[ML] Manage AD results indices #136065

edsavage · 2025-10-07T01:37:58Z

Add a rollover check for the AD results indices to the nightly ML maintenance task.

The concrete AD results indices now have a six digit suffix. This is necessary to keep track of rollover behaviour and to determine which index is the "latest" in the series.

Depends on #136458

Add a rollover check for the AD results indices to the nightly ML maintenance task. The concrete AD reults indices now have a six digit suffix. This is necessary to keep track of rollover behaviour and to determine which index is the "latest" in the series. WIP

…nage_ad_results_indices

elasticsearchmachine · 2025-10-07T01:38:23Z

Hi @edsavage, I've created a changelog YAML for you.

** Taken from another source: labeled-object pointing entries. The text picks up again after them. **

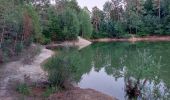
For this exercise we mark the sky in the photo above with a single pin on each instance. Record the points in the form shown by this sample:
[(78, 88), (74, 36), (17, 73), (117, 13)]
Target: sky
[(91, 3)]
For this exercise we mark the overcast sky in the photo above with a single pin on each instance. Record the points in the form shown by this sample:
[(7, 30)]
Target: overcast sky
[(91, 3)]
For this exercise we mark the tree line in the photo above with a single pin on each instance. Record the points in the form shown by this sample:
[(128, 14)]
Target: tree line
[(25, 21)]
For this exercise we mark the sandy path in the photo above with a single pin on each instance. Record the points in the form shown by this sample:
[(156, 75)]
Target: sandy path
[(134, 39), (16, 71), (80, 43)]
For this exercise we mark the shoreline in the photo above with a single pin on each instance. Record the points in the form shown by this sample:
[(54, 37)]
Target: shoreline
[(133, 39)]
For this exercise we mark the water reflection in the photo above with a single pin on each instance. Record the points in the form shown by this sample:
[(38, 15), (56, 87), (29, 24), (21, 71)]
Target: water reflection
[(127, 71)]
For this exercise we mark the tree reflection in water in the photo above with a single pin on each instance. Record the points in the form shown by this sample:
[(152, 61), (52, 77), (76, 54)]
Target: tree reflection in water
[(144, 68)]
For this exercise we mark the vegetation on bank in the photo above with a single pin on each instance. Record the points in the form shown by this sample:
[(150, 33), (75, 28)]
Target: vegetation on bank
[(25, 21)]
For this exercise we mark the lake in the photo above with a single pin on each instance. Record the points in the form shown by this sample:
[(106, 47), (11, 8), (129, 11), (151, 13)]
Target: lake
[(125, 70)]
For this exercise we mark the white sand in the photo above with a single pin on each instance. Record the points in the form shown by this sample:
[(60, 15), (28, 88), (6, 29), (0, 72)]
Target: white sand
[(17, 71)]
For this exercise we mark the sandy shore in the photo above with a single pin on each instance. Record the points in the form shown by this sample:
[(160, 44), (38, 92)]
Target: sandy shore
[(80, 43), (18, 72), (134, 39)]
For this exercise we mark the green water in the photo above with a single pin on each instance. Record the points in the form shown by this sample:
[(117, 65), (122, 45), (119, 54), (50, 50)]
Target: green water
[(125, 70)]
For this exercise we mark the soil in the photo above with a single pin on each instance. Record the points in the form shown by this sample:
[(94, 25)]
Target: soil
[(80, 43), (80, 94), (16, 72), (134, 39)]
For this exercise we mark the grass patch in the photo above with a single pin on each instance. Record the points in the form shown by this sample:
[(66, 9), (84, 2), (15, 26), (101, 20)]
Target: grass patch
[(23, 88)]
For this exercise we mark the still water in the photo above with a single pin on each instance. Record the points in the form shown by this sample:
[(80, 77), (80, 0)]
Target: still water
[(139, 71)]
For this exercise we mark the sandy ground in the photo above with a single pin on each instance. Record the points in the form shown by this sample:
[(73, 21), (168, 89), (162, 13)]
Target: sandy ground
[(80, 43), (134, 39), (80, 94), (17, 71)]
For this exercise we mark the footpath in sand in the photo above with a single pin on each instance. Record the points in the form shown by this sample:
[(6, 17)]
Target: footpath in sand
[(17, 71), (80, 43)]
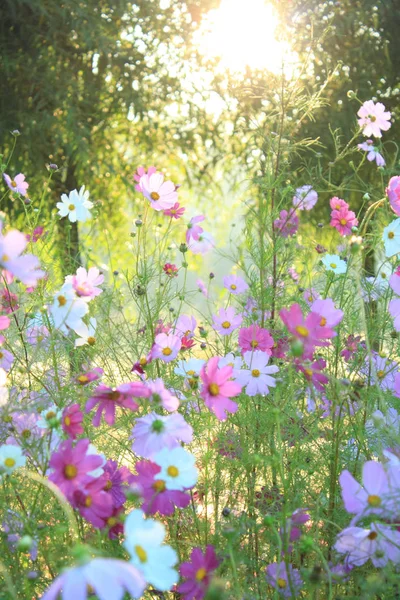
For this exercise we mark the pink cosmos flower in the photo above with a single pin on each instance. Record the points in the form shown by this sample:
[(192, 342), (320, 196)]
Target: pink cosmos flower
[(109, 578), (226, 321), (71, 421), (93, 503), (71, 466), (161, 396), (330, 316), (305, 198), (175, 212), (393, 193), (217, 388), (287, 224), (90, 376), (108, 399), (154, 492), (166, 347), (198, 573), (162, 194), (343, 220), (140, 171), (306, 329), (154, 432), (25, 268), (235, 284), (18, 184), (373, 118), (379, 543), (373, 153)]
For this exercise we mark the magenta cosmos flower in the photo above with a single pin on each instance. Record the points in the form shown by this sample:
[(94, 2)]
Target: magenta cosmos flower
[(197, 572), (85, 282), (154, 432), (71, 466), (162, 194), (255, 338), (218, 389), (154, 492), (109, 398), (18, 184), (287, 224), (235, 284), (109, 578), (71, 421), (305, 198), (25, 268), (343, 220), (373, 118), (166, 347), (393, 193), (226, 321)]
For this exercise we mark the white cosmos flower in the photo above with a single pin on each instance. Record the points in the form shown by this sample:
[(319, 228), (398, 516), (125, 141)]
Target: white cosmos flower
[(11, 458), (86, 333), (177, 468), (76, 205), (144, 541)]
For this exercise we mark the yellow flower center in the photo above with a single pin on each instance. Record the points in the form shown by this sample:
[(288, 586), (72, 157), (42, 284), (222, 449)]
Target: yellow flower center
[(301, 330), (141, 553), (173, 471), (70, 471), (159, 485), (374, 501), (200, 574), (213, 389)]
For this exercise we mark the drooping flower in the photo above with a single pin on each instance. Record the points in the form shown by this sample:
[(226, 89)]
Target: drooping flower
[(257, 378), (161, 194), (85, 283), (278, 577), (373, 153), (154, 432), (373, 118), (11, 458), (287, 224), (255, 338), (305, 198), (379, 543), (18, 184), (198, 573), (226, 321), (235, 285), (144, 541), (76, 205), (334, 263), (71, 421), (343, 220), (109, 578), (108, 399), (166, 347), (217, 389)]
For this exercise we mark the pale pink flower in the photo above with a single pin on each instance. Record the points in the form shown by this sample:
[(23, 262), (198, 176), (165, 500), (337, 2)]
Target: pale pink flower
[(373, 118)]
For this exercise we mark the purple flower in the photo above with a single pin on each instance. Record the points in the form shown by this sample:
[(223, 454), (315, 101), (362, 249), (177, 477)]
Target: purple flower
[(109, 578), (379, 543)]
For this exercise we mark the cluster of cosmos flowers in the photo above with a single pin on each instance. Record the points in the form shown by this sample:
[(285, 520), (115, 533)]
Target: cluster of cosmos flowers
[(218, 362)]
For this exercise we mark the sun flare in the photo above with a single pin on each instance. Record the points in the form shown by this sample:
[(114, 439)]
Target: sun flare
[(243, 35)]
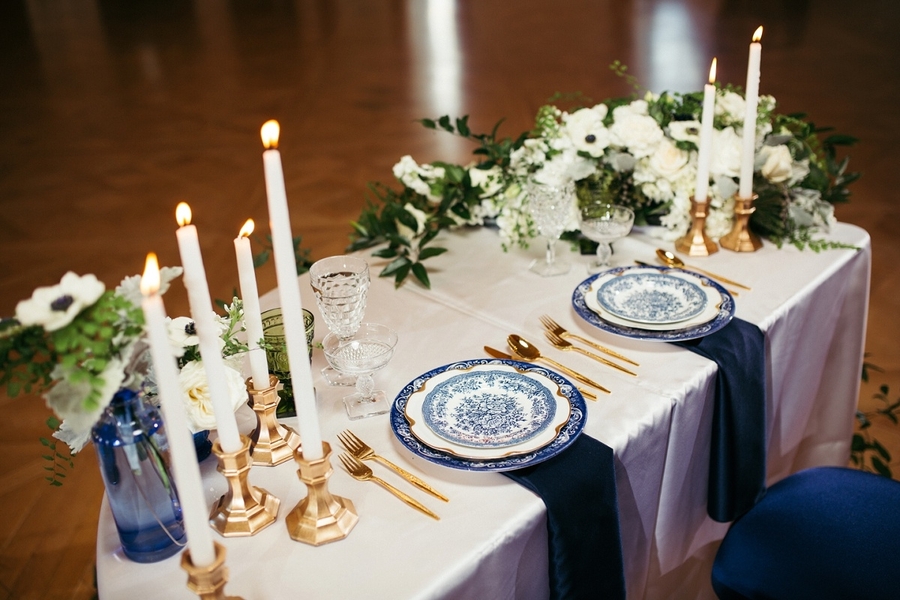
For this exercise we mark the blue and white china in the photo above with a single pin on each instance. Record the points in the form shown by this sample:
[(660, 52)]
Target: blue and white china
[(718, 312), (656, 298), (411, 398)]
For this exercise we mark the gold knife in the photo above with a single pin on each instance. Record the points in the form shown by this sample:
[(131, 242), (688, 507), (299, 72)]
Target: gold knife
[(497, 354)]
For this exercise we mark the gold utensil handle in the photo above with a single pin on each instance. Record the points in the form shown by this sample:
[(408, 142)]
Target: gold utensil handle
[(576, 375), (406, 498), (603, 349), (604, 361), (411, 478)]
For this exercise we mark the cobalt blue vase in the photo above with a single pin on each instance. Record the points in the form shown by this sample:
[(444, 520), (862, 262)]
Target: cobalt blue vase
[(133, 455)]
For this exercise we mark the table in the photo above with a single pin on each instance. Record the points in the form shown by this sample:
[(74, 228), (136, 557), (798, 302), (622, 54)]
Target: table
[(491, 541)]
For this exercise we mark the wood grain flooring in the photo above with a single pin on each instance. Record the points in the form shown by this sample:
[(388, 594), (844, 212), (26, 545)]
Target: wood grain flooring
[(112, 112)]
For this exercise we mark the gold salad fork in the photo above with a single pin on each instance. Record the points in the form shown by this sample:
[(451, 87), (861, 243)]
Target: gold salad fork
[(360, 450), (361, 472), (558, 329), (562, 344)]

…manage_ad_results_indices

github-actions · 2025-10-08T03:12:25Z

🔍 Preview links for changed docs

docs/reference/elasticsearch/configuration-reference/machine-learning-settings.md

github-actions · 2025-10-08T03:12:26Z

ℹ️ Important: Docs version tagging

👋 Thanks for updating the docs! Just a friendly reminder that our docs are now cumulative. This means all 9.x versions are documented on the same page and published off of the main branch, instead of creating separate pages for each minor version.

We use applies_to tags to mark version-specific features and changes.

Expand for a quick overview

When to use applies_to tags:

✅ At the page level to indicate which products/deployments the content applies to (mandatory)
✅ When features change state (e.g. preview, ga) in a specific version
✅ When availability differs across deployments and environments

What NOT to do:

❌ Don't remove or replace information that applies to an older version
❌ Don't add new information that applies to a specific version without an applies_to tag
❌ Don't forget that applies_to tags can be used at the page, section, and inline level

🤔 Need help?

Check out the cumulative docs guidelines
Reach out in the #docs Slack channel

davidkyle · 2025-10-21T13:42:57Z

x-pack/plugin/core/src/main/java/org/elasticsearch/xpack/core/ml/job/config/Job.java

+            } else if ((resultsIndexName.startsWith(AnomalyDetectorsIndexFields.RESULTS_INDEX_SHARED)
+                && MlIndexAndAlias.has6DigitSuffix(resultsIndexName)
+                && resultsIndexName.length() == AnomalyDetectorsIndexFields.RESULTS_INDEX_DEFAULT.length()) == false) {


If the name starts with shared and has a 6 digit suffix NNNNNN and is the same length as shared-000001 then don't enter the if block. It looks like we want to test if resultsIndexName == shared-000001 but we would also accept another character instead of the - e.g. shared+00000`.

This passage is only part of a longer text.